Joseph Monier (1823–1906)

In the 1860s and 1870s Joseph Monier developed and patented the techniques and early applications of reinforced-concrete construction, later taken up by engineers and architects worldwide. Monier himself used his invention in his work as a gardener and garden designer.

He was born in the village of Saint-Quentin-la-Poterie near Uzès in the south of France. He and his family worked in the fields and gardens of the Duke of Uzès. When he was 17 he was taken by the Duke to be a gardener at his house in Paris. After 6 years there he took a post at great Tuileries garden in Paris. He was responsible for the orangery, where trees were grown in large ceramic pots that often broke when they had to be moved. As a result, Monier experimented with making pots of cement reinforced with a mesh of steel. He designed features for other gardens and found other uses for his material, including rockeries, pools and pavilions. He showed these at the Paris Exposition universelle of 1867 and applied for a series of patents for garden pots, pipes, reservoirs, flooring, building cladding and roofs. His designs were a breakthrough as they combined the tensile strength of steel with the strength in compression of concrete. Many of his designs imitated the trunks and branches of trees (‘faux bois’). By 1869 he owned large workshops. After the interruptions of the Franco-Prussian War and Paris Commune, in 1873 he patented a design for bridges. In 1878, his vision for the material extended beyond the needs of gardens to railway sleepers and structural beams, and in 1886 he was awarded a patent for earthquake-resistant houses.

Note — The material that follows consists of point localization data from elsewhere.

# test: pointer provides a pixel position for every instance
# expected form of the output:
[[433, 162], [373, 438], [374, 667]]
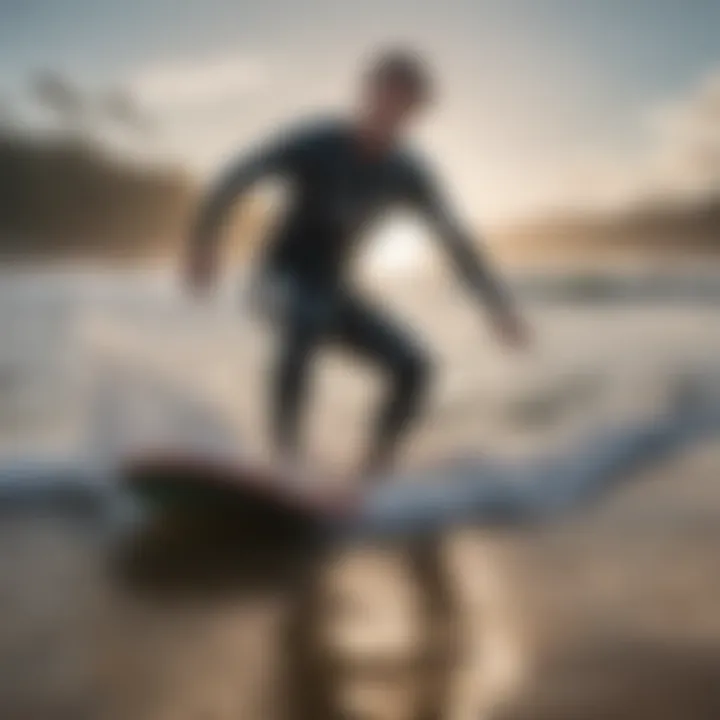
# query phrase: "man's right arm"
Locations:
[[278, 158]]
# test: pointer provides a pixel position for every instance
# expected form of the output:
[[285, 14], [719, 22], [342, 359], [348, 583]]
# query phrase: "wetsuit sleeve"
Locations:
[[279, 158], [465, 251]]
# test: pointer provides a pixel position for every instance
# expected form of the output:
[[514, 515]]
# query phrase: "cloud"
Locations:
[[686, 155], [189, 84], [680, 158]]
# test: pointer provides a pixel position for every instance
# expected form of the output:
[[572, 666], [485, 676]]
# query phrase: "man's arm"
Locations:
[[276, 158], [469, 261]]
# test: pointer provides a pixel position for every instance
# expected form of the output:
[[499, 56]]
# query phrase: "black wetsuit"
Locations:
[[337, 192]]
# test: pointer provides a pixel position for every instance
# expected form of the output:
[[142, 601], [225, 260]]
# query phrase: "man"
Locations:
[[344, 173]]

In 1890, Monier established a company called L'Entreprise générale de travaux en ciment J Monier. Aligning himself with new technologies, he designed conduits for electricity and telephone cables. His system was taken up and further developed for general construction by Wayss & Freytag in Germany and by Hennebique in France among others. Monier himself experienced personal tragedies and financial difficulties until his death in 1906.